Tais situações evidenciam a inexistência de meios estruturais e humanos, e ausência de vontade política no município de Aveiro no que respeita aos seus animais e ao incumprimento da legislação nesta matéria. Efectivamente, o município continua a não possuir um abrigo oficial para os seus animais abandonados, nem existe uma resposta alternativa que permita salvaguardar os animais errantes, assim como a segurança da população e saúde pública.

Dada a gravidade e urgência desta situação exige-se que a Câmara Municipal de Aveiro estabeleça um protocolo com outra instituição, para que estes animais sejam acolhidos, esterilizados e encaminhados para adopção.

O PAN – Pessoas – Animais – Natureza considera urgente a construção de um canil municipal que albergue condignamente os animais errantes do concelho, bem como a realização de campanhas de esterilização, campanhas de adopção e colocação de microchips nos mesmos. Paralelamente, a autarquia deverá levar a cabo campanhas de sensibilização, com o objectivo de consciencializar a população para estas problemáticas e reduzir o abandono e os maus-tratos a animais.

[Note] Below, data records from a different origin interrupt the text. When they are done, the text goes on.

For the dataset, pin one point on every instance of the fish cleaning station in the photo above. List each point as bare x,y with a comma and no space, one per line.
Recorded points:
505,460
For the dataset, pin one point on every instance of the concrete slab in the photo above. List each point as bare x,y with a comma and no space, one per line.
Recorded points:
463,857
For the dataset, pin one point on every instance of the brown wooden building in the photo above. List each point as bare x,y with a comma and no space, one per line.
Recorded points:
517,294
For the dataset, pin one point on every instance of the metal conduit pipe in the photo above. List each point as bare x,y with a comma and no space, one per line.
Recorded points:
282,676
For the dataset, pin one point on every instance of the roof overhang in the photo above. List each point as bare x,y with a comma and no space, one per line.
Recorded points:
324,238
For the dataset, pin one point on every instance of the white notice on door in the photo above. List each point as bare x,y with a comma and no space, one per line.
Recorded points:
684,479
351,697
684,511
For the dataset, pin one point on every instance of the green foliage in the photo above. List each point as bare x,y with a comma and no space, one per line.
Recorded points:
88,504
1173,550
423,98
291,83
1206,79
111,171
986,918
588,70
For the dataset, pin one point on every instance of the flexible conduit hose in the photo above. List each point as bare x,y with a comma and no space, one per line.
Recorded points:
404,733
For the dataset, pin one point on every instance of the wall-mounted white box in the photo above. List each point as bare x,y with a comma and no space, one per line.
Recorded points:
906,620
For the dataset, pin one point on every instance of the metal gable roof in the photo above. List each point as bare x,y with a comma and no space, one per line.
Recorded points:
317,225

Por outro lado, revela-se fundamental a cooperação com os vários intervenientes que prestam auxílio a animais errantes no concelho de Aveiro. Importa realçar que as associações de protecção animal da região não possuem qualquer apoio da Câmara Municipal de Aveiro, embora tenham apresentado nos últimos anos uma resposta para os animais errantes do município, uma vez que esta capital de distrito não dispõe de um canil municipal, tal como previsto na lei. Actualmente, estas associações não conseguem dar resposta a todos os pedidos de ajuda e de resgate por se encontrarem completamente lotadas.

O PAN considera que o actual executivo deve cumprir a legislação em vigor e acompanhar a evolução que a sociedade portuguesa tem manifestado no que concerne às políticas de promoção da protecção, saúde e bem-estar animal.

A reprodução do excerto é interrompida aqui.